Why ReCoRD Requires Commonsense Reasoning
Unlike SQuAD where keyword matching often reveals the answer span, ReCoRD queries frequently use paraphrases, pronouns, or different phrasings from the passage:
- Passage: "Yellen defended the plan before Congress."
- Query: "@placeholder defended the economic relief plan before the legislature."
- "legislature" paraphrases "Congress"; "economic relief plan" paraphrases "stimulus package."
The model must understand that "legislature" means Congress and map the query description to the correct passage sentence. Naive keyword matching fails because query and passage use different vocabulary.
Additionally, many ReCoRD queries are genuinely ambiguous without world knowledge:
- "@placeholder signed the trade agreement with China." — Multiple world leaders might plausibly be the signatory; the model must read the passage carefully to identify which one.
Evaluation Metrics
ReCoRD is evaluated using:
- Exact Match (EM): Fraction of predictions exactly matching the ground truth entity string (normalized).
- Token-level F1: Partial credit for predictions sharing tokens with the ground truth, handling multi-word entity names.
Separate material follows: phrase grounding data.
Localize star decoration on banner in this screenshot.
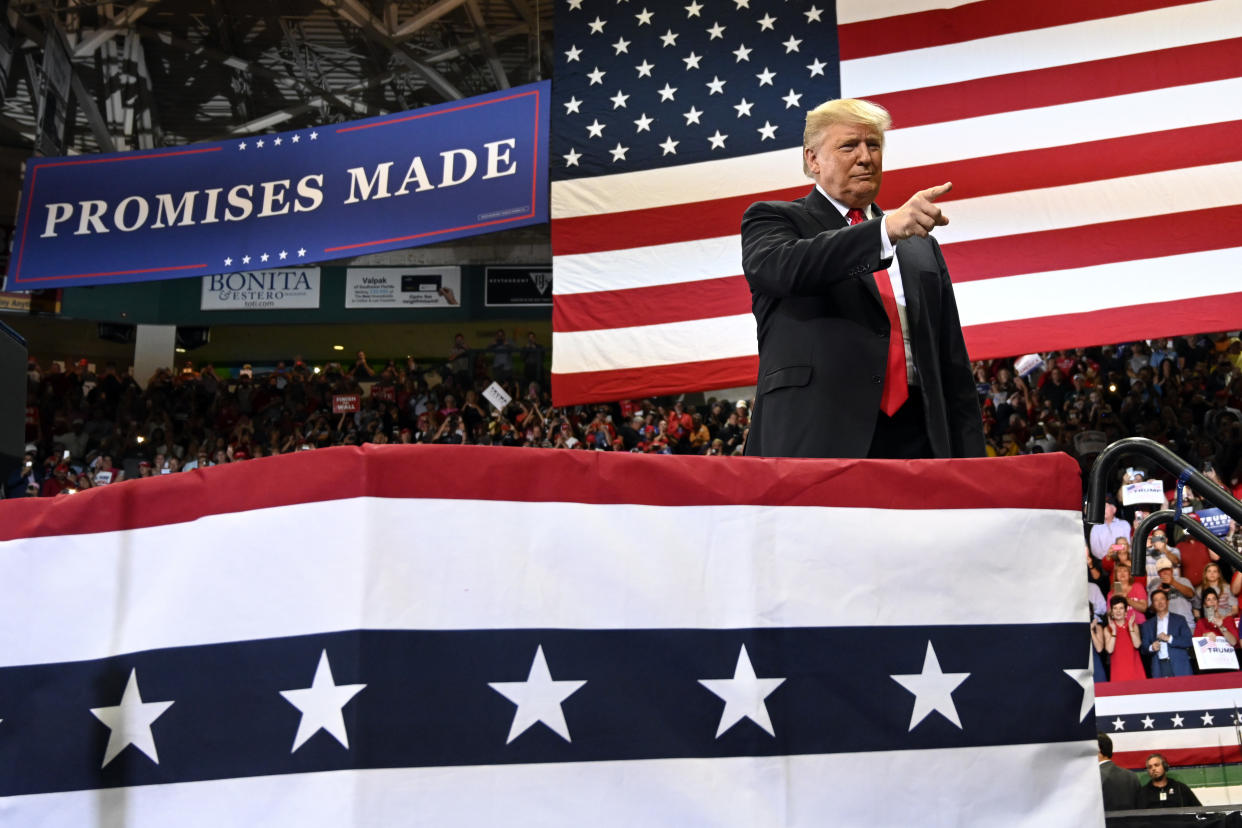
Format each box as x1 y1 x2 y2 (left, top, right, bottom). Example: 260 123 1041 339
256 139 265 149
224 257 233 266
587 119 606 138
707 130 728 149
242 255 251 265
1202 712 1215 726
279 650 367 752
291 134 301 143
89 668 175 768
489 646 586 744
310 131 318 140
238 141 246 151
1063 646 1095 723
698 644 786 737
297 247 307 257
564 148 583 166
1171 714 1184 727
273 137 283 146
1141 715 1155 729
890 642 970 731
1112 717 1127 731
Human performance: ~91.3 EM / ~91.7 F1.
Top models (2021): ~91–92 EM, approaching human performance on this task.
ReCoRD in SuperGLUE
ReCoRD is one of the eight SuperGLUE tasks and consistently among the hardest for early SuperGLUE-era models:
| Model | ReCoRD F1 |
|-------|----------|
| BERT-large baseline | 71.3 |
| RoBERTa-large | 90.0 |
| ALBERT-xxlarge | 91.4 |
| Human | 91.7 |
The rapid improvement from BERT (71.3) to RoBERTa (90.0) reflects how strongly ReCoRD benefits from improved pre-training: larger pre-training corpora covering news text directly helps with news article reading comprehension. Models that include CNN/DailyMail in pre-training see dramatic improvements.
Relationship to CNN/Daily Mail Dataset
ReCoRD is the "hard version" of the CNN/Daily Mail reading comprehension dataset introduced in 2015. The original CNN/Daily Mail dataset used entity anonymization (replacing named entities with placeholders like Entity123) and was criticized for being solvable by simple matching heuristics. ReCoRD preserves real entity names and requires genuine comprehension and commonsense inference, addressing the original dataset's limitations.
Why Entity-Constrained Cloze Is Challenging
The entity-constrained answer space creates a specific challenge: the model must:
1. Parse the query to understand what type of entity is being asked about (a person? a law? an organization?).
2. Identify which passage sentences describe that type of entity doing the described action.
3. Select among multiple passage entities of the same type (multiple politicians mentioned, multiple organizations).
Step 3 is especially difficult when multiple entities could plausibly fill the role — requiring fine-grained passage comprehension rather than rough topic matching.
Applications
ReCoRD-style tasks mirror real-world applications in:
- News Summarization: Extracting key entity-action facts from articles.
- Information Extraction: Populating knowledge bases from news with entity-attribute-value triples.
- Question Answering over News: Answering factual questions about recent events requires the same passage comprehension + entity identification skills.
ReCoRD is news reading with entity-level comprehension — a benchmark that tests whether models can extract specific factual claims from journalistic prose, identify the correct entity among multiple plausible candidates, and bridge the paraphrase gap between query formulations and passage content.